22 Março 2012
Vestido com uma longa djellaba branca e usando um fez rubro na cabeça, Manuel Gomez, 61, caminha ao longo da estrada de San Cristóbal de las Casas, sul do México. “Nasci católico, virei presbiteriano e hoje sou muçulmano”, conta esse índio Tzotzil, que passou a se chamar Mohammed desde que se converteu ao islamismo, em 1995. Assim como ele, dezenas de milhares de habitantes desta cidade do Estado de Chiapas, berço do movimento zapatista, abandonaram o culto católico.
A reportagem é de Frédéric Saliba, publicada pelo jornal Le Monde e reproduzida pelo Portal Uol, 22-03-2012.
Ainda há poucos muçulmanos, mas os protestantes ou evangélicos representam mais de um quarto da população de Chiapas (4,8 milhões de habitantes).

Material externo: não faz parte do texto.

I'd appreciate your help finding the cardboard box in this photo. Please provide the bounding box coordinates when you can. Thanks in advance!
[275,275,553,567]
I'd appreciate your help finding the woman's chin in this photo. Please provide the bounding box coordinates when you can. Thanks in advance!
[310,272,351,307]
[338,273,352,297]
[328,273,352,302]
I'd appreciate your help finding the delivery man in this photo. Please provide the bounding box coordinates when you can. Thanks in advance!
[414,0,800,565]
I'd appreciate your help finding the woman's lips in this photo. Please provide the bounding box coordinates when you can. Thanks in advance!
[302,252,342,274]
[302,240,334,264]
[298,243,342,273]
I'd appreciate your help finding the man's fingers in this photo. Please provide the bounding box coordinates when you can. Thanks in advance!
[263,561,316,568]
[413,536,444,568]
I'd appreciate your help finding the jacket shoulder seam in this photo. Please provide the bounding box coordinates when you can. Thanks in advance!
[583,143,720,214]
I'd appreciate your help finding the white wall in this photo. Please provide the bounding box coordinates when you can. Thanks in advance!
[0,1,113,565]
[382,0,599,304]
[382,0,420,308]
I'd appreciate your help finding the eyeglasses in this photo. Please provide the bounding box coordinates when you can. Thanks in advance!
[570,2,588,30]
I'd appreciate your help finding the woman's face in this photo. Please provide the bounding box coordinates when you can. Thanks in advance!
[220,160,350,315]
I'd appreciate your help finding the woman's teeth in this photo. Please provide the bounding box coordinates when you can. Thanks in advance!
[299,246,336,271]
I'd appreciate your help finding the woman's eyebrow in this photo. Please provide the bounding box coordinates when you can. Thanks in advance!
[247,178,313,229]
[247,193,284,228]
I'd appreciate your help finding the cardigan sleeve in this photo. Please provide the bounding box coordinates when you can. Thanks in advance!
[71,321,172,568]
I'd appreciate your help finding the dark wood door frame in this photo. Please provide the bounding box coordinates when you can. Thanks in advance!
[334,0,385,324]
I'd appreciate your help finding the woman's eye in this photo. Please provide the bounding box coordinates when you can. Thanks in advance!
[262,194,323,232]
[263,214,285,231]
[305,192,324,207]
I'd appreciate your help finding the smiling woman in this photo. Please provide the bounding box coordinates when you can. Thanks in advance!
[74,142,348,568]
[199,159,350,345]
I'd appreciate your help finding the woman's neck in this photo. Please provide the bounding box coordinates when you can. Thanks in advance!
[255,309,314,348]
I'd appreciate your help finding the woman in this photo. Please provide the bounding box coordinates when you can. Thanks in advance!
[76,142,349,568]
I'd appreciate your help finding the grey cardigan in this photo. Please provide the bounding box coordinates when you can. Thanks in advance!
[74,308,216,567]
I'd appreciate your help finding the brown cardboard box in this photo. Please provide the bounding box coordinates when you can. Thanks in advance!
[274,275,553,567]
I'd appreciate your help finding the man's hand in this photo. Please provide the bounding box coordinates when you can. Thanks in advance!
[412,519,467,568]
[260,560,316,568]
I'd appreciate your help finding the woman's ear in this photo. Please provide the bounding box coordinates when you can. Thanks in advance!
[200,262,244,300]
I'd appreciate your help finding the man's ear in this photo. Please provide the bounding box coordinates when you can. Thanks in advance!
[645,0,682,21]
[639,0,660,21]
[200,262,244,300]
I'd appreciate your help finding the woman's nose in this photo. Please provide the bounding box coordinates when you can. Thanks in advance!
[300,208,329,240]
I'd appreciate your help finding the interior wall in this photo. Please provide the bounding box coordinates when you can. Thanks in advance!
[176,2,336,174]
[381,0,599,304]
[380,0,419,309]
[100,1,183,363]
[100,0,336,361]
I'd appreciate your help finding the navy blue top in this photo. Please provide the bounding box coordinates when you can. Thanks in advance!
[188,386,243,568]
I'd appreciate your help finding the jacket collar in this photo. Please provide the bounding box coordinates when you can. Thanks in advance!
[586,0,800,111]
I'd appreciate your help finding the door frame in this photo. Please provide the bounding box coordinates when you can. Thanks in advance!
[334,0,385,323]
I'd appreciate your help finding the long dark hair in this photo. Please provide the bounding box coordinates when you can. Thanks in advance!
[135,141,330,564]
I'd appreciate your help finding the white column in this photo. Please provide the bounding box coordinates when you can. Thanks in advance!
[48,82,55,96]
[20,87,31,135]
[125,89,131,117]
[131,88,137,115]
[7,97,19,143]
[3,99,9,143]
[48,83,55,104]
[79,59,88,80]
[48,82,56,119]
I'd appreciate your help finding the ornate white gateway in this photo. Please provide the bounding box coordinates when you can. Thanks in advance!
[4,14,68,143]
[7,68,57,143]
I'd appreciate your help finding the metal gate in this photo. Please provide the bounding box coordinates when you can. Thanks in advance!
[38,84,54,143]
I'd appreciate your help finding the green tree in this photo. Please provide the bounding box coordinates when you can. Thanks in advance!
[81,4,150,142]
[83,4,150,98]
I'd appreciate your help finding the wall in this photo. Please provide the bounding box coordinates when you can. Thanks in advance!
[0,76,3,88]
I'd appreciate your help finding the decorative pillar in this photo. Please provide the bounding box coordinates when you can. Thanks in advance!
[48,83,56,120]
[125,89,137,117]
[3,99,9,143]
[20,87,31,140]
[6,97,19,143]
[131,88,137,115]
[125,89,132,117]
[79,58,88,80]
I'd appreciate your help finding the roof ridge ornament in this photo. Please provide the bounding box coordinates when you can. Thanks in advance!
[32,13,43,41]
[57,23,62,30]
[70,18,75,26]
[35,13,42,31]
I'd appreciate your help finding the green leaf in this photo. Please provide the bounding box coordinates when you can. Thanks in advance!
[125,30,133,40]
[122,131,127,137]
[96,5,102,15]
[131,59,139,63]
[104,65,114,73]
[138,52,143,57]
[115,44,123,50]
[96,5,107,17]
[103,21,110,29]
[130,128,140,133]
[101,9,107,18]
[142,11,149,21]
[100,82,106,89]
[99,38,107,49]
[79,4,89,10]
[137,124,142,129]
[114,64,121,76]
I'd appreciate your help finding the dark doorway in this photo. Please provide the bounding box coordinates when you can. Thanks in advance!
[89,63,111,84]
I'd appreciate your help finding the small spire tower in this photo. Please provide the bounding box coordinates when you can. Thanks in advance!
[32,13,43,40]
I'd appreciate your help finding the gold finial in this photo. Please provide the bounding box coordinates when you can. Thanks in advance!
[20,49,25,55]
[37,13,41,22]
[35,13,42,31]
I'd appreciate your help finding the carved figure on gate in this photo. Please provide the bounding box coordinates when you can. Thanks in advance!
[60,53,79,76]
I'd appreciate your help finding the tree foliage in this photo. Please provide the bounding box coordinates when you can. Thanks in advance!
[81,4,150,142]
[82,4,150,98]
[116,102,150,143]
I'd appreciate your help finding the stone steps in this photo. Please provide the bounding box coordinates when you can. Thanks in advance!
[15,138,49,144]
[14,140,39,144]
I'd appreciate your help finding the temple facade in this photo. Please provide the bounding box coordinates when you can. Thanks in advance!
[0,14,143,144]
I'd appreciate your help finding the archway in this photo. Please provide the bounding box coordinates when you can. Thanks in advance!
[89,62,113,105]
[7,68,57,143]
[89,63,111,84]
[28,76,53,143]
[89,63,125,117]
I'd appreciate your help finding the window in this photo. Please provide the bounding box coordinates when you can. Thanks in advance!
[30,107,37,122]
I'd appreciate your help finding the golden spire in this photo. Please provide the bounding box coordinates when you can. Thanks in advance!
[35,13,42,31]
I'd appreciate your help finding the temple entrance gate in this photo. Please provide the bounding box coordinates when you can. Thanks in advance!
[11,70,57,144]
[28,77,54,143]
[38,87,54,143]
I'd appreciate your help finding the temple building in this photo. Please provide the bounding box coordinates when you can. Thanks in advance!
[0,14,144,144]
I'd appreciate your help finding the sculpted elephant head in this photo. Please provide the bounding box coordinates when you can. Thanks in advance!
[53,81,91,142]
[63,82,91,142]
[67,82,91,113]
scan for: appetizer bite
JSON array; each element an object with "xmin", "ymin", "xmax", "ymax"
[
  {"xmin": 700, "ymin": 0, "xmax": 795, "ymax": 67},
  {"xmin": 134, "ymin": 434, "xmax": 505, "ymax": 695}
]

Essas conversões em massa, que envolvem expulsões violentas, têm preocupado o clero, que receberá o papa Bento XVI entre os dias 23 e 26 de março, no Estado de Guanajuato (oeste).
Em sua casa decrépita, Mohamed reza cinco vezes por dia. “Fui convidado duas vezes para ir a Meca”, conta com alegria esse humilde vendedor de frutas e legumes que nunca havia saído de Chiapas, antes de adotar os preceitos do Corão. Ao seu lado, sua esposa, Nura (Joana), usa um véu islâmico, mas manteve seu vestido tradicional tzotzil de pêlo de cabra. “Nem penso em rejeitar a cultura de nossos ancestrais”, ressalta Mohammed.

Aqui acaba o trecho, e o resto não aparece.